DeepSeek-Prover-V2 には、70 億パラメータの「 7B モデル」と 6710 億パラメータの「 671B モデル」の 2 種類があります。特に 671B モデルは DeepSeek-V3 を基盤とした Mixture-of-Experts ( MoE )アーキテクチャを採用し、効率的かつ高精度に複雑な数学的タスクを処理します。このモデルは GitHub および Hugging Face でオープンソースとして公開されており、 MIT ライセンスの下で利用可能です。

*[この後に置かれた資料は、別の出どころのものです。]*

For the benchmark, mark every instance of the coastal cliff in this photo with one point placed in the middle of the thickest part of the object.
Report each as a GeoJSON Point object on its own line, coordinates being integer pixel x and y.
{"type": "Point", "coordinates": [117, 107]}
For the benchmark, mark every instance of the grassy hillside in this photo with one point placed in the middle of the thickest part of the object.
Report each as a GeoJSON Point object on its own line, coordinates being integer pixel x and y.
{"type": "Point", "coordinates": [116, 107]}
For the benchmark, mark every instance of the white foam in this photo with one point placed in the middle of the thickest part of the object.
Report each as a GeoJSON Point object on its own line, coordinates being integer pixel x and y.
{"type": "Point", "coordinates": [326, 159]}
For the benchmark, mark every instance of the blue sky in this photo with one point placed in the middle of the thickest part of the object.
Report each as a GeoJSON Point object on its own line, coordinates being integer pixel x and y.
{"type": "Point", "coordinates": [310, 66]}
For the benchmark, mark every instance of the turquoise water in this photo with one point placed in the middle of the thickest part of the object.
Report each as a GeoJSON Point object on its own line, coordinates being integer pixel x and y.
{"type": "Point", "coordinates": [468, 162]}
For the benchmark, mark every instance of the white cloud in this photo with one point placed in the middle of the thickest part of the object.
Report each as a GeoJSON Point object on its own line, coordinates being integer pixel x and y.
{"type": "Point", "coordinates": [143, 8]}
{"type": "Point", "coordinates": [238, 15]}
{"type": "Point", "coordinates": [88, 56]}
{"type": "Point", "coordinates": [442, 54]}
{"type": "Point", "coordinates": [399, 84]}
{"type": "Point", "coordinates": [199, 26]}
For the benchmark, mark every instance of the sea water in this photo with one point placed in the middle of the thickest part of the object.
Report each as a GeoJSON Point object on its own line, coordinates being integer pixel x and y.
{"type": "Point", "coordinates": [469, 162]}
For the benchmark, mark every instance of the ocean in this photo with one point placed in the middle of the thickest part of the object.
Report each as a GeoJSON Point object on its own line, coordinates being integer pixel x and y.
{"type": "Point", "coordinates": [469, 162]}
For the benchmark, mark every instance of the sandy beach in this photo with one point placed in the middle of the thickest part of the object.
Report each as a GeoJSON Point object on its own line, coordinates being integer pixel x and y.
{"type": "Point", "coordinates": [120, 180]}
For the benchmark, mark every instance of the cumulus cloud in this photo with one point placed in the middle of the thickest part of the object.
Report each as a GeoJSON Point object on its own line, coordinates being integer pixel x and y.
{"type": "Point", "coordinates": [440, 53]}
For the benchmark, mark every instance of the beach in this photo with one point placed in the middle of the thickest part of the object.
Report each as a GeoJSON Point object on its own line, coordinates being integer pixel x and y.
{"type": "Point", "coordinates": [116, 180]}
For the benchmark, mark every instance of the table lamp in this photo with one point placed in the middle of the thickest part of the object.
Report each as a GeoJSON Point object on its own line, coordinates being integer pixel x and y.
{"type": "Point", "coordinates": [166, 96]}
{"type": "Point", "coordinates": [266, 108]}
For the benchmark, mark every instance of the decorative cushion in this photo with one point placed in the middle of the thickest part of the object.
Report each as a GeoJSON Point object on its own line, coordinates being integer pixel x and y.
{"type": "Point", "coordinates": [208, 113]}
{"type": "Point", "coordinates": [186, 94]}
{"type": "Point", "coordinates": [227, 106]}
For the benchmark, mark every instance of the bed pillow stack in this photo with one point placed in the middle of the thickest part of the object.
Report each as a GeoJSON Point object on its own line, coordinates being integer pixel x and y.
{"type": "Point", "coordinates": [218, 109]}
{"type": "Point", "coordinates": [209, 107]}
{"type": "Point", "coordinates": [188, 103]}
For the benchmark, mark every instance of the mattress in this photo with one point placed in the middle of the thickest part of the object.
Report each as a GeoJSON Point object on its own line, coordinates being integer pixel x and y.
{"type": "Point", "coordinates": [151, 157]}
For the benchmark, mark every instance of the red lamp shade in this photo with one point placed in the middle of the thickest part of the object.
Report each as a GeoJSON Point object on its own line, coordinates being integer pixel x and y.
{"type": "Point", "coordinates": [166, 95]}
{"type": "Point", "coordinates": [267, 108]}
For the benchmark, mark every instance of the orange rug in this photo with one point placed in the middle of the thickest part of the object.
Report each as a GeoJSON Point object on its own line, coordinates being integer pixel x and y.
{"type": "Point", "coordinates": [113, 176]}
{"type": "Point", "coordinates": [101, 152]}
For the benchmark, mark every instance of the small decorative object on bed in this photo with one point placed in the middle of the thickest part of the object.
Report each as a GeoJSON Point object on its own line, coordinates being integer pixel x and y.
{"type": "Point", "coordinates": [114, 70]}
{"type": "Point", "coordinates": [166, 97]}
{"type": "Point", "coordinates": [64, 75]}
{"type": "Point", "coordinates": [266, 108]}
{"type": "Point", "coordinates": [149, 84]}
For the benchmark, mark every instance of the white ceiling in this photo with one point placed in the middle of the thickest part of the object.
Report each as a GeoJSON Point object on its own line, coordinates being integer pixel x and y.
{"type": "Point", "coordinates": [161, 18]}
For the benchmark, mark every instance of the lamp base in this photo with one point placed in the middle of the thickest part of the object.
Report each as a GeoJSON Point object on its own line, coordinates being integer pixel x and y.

このモデルの特筆すべき技術的アプローチとして、「再帰的定理証明パイプライン」と呼ばれるプロセスを採用しています。これは複雑な定理をより小さなサブタスクに分解し、それぞれを解決した後に統合する手法です。また、「 non-Chain-of-Thought モード」と「 Chain-of-Thought モード」の 2 つの証明生成モードをサポートし、効率と精度のバランスを取っています。

ベンチマークテストでは、 MiniF2F-test で 88.9% の合格率を達成し、 Putnam Bench の 658 問中 49 問を解決。さらに、新たに導入された ProverBench に含まれる AIME 問題 15 問中 6 問の解決に成功しました。
DeepSeek はこのモデルの公式発表を行っていませんが、 Alibaba が競合モデル「 Qwen3 」を発表した翌日に静かに公開され、同社の次世代モデル「 DeepSeek-R2 」への期待が高まる中での動きとして注目されています。